A Audi enfrentou seu primeiro contratempo na Fórmula 1 com a demissão de Jonathan Wheatley do cargo de chefe de equipe na última sexta-feira. O dirigente britânico, de 58 anos, havia sido contratado em 2025, ainda sob a bandeira Sauber, para comandar a transição da escuderia suíça para o grid como representante oficial da montadora alemã nesta temporada.
Experiência e trajetória
Mecânico da Benetton em 1991, Wheatley progrediu até se tornar chefe de mecânicos em 2001, já na fase Renault. Em 2006, ingressou na Red Bull Racing como diretor esportivo, função que exerceu por quase 18 anos e que o tornou braço-direito de Christian Horner.

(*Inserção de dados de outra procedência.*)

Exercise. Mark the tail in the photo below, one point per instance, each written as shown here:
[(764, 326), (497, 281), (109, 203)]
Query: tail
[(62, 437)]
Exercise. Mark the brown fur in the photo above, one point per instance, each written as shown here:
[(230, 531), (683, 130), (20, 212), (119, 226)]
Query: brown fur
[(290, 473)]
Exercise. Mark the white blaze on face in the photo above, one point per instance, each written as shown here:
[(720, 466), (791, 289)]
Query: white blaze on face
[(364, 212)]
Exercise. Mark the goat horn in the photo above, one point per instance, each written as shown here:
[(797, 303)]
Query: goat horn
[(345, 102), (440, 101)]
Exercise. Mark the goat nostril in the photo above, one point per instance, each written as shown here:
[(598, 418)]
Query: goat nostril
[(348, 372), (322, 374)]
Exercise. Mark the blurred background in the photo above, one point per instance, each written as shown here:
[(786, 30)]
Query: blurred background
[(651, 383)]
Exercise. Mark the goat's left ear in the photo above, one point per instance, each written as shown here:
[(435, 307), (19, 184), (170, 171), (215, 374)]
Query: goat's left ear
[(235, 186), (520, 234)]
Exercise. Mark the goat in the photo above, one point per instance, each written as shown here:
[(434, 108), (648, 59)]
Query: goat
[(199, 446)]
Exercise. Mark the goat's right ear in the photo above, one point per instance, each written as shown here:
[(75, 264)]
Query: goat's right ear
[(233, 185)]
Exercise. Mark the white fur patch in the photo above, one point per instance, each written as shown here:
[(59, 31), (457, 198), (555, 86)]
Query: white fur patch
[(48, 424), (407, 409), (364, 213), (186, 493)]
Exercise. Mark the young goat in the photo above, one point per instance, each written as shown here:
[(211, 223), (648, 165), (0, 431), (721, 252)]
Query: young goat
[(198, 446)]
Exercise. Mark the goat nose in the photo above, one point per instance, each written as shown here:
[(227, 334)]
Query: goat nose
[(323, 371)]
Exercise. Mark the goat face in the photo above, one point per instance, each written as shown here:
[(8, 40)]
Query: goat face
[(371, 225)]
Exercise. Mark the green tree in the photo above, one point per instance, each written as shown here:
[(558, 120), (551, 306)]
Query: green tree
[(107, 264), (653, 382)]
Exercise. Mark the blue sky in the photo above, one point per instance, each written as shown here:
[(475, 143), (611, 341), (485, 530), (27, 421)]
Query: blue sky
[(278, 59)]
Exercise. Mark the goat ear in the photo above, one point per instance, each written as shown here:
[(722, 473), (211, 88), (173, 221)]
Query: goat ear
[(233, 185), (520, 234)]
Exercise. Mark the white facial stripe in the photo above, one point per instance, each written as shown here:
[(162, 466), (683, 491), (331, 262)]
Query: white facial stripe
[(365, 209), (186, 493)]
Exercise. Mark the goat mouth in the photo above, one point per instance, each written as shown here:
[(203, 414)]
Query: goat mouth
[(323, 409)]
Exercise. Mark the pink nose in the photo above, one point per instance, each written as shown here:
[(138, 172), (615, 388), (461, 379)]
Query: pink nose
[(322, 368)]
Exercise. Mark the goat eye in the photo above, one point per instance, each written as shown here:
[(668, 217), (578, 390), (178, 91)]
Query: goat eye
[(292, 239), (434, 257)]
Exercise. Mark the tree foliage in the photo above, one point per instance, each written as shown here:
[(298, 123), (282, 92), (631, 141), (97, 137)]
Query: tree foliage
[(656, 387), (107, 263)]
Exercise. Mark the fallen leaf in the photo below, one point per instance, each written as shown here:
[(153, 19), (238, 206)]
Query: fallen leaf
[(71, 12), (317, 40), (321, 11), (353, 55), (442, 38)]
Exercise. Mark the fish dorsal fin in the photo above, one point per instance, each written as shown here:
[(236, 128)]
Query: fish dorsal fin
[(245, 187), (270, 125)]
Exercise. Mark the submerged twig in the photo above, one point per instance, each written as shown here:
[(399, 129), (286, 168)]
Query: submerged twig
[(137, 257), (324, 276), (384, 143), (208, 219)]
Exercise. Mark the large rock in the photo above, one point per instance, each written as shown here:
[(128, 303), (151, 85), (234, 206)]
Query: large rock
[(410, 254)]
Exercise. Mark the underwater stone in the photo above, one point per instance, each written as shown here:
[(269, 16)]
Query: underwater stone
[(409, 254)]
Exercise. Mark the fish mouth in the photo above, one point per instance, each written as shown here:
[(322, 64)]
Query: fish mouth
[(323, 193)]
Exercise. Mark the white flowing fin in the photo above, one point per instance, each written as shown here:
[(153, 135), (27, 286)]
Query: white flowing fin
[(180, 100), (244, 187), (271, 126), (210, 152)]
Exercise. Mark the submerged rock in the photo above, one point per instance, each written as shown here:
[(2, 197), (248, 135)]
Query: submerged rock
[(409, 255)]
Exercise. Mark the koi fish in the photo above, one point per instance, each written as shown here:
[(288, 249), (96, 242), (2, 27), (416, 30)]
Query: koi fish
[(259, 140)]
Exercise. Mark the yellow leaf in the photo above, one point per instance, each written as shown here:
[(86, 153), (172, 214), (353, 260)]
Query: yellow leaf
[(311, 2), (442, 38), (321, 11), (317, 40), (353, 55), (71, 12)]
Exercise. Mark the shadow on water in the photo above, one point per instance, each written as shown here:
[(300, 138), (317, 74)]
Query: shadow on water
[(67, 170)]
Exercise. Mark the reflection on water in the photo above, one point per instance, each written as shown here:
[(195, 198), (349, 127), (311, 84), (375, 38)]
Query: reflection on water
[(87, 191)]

Em agosto de 2024, deixou Milton Keynes para assumir a chefia da então Sauber, considerada peça-chave para o projeto da Audi que produz seu próprio motor sob o novo regulamento de 2026.
📖 Leia Também
Motivos da saída
A versão oficial aponta dificuldades de adaptação de Wheatley e sua família a Hinwil, sede da equipe. Nos bastidores, porém, a decisão também envolveu atritos com o italiano Mattia Binotto por autonomia nas operações diárias e uma proposta da Aston Martin para assumir o comando técnico–esportivo, com salário estimado em três vezes o recebido na Audi. Por regras da categoria, Wheatley deverá cumprir período de afastamento (“gardening leave”) antes de iniciar as novas funções.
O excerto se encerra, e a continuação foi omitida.